You may know him from Portlandia; or Silicon Valley; or his video game podcast, The Indoor Kids, which he co-hosts with his wife Emily V. Gordon; or his hilarious, nerd-tinged stand-up (which you should REALLY check out if you haven’t yet). Now he’s hosting a new podcast called The X-Files Files where he and a guest discuss select episodes of The X-Files.
Nanjiani, an enthusiastic fan of the show, has curated a list of must-see episodes and he explains why on the second installment of the podcast: “This show is for two kinds of people: one, people who have never watched The X-Files and for them I’m guiding them through the good episodes of The X-Files… for them I’m helping them skip the ones that aren’t that well done.” He goes on, “The second group is people who have already watched The X-Files and are re-discovering it, well then you don’t need me to talk about the episodes I don’t like because you’ve already watched them and you have your own opinion of them anyway.” He’s gotten some grief from his growing fanbase about this decision, but I think his reasoning is solid.
One of the most interesting parts of the podcast is that he delves into ancient X-Files message boards, revealing the beginning of the internet as we know it today: a place where some people obsess and argue and speculate about their favorite shows and other people troll them.
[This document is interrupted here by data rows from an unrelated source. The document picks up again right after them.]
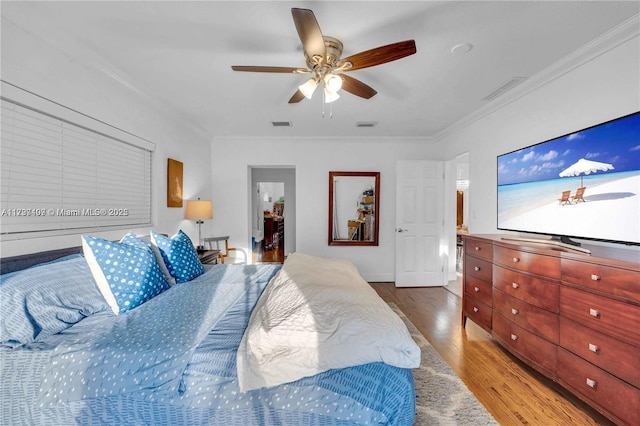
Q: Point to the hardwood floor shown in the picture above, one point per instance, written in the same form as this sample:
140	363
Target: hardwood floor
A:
273	255
512	392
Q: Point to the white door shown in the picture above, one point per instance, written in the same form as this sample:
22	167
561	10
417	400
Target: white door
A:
419	223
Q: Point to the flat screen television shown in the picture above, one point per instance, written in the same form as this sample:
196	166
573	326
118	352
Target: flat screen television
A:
583	185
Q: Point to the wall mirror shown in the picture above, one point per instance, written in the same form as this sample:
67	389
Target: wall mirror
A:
354	199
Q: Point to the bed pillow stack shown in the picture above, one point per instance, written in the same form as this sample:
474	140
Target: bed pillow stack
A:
178	254
127	272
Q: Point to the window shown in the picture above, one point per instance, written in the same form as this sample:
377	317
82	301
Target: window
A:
64	177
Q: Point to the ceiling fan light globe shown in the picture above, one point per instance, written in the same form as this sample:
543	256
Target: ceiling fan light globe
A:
330	96
308	88
332	83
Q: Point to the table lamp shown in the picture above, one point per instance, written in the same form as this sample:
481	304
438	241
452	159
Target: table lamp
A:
199	210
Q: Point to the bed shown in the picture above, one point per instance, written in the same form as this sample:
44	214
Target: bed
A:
234	345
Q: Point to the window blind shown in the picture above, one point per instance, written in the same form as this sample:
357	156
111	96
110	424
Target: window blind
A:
60	177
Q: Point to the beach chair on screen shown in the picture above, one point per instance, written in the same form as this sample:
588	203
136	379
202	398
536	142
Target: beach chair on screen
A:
566	198
579	194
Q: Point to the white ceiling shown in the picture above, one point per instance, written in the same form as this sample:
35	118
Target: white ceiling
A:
180	54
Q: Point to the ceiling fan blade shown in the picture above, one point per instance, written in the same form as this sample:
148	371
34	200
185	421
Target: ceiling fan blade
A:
356	87
380	55
309	32
286	70
297	97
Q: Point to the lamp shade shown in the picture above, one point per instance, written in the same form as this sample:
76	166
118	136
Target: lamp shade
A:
308	88
198	210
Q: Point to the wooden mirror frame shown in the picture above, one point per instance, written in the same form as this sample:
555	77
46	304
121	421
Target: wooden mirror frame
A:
376	209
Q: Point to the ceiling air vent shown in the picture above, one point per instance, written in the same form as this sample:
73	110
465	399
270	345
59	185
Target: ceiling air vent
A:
504	88
366	124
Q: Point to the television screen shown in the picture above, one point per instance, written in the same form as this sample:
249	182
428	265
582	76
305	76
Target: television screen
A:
583	185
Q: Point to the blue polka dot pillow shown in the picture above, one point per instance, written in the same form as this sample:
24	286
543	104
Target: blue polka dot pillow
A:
179	256
127	272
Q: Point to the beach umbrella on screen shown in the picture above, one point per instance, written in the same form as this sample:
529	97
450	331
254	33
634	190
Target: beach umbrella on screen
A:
584	167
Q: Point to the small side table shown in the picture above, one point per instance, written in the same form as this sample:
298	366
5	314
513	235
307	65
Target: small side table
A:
209	257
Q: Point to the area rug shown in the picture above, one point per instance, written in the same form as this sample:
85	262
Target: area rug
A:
442	398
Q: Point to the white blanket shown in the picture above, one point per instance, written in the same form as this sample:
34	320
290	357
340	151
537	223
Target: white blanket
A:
318	314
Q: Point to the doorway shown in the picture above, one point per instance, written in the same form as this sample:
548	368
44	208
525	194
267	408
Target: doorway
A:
269	244
457	219
272	209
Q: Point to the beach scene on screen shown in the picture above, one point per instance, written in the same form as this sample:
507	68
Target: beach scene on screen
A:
604	161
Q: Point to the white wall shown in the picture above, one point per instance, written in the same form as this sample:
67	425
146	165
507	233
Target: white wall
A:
48	71
313	160
604	87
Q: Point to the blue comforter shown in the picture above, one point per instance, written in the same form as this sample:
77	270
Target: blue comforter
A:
173	361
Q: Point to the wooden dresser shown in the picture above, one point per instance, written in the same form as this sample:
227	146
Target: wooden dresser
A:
571	316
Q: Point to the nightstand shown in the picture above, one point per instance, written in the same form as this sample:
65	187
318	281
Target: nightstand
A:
209	257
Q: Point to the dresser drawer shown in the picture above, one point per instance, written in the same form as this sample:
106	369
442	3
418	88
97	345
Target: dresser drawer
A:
479	289
548	266
536	291
618	358
600	387
478	248
480	313
536	320
533	348
608	316
478	268
617	282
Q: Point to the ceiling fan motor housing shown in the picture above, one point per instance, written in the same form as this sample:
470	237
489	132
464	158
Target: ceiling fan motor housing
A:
333	51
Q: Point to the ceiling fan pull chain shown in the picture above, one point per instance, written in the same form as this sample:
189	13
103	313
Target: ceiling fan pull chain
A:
323	103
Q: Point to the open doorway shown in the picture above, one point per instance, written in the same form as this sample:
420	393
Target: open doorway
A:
272	209
269	247
456	218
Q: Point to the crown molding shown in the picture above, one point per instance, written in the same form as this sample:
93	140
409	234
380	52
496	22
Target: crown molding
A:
608	41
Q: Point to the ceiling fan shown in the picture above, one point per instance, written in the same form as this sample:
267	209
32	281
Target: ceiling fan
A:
326	67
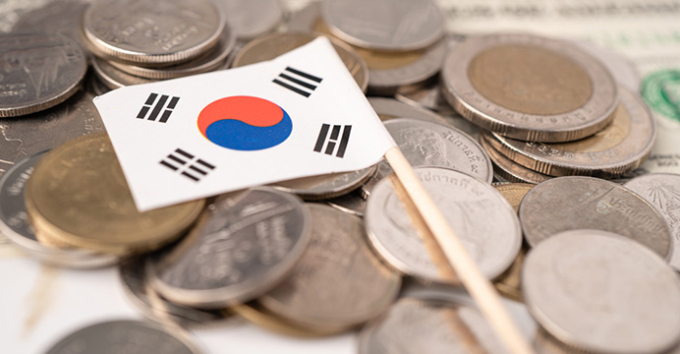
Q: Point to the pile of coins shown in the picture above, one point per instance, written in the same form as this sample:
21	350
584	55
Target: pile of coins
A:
593	261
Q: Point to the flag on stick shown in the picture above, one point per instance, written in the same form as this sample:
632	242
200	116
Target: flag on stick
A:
299	115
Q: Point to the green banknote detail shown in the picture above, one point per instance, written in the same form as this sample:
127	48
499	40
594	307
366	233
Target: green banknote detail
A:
661	91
Also fascinating is that The X-Files was one of the first shows to have the kind of direct contact with fans that we take for granted today. On one episode of the podcast, guest Dean Haglund (aka Lone Gunman Richard Langly) revealed that the show’s creators visited these boards often, interacting with the fans and taking note of the discussions.
I’m a huge Kumail Najiani fan (and I love The X-Files) so I was already on the hook before I even heard one episode. But whether you’re a long-time fan of The X-Files, or watching for the first time (or not watching it at all), the podcast is delightful. The commentary from Nanjiani and his guest, the behind-the-scenes trivia, and the archeology of the early internet all make for a rich experience. I give it 5 out of 5 Erlenmeyer flasks.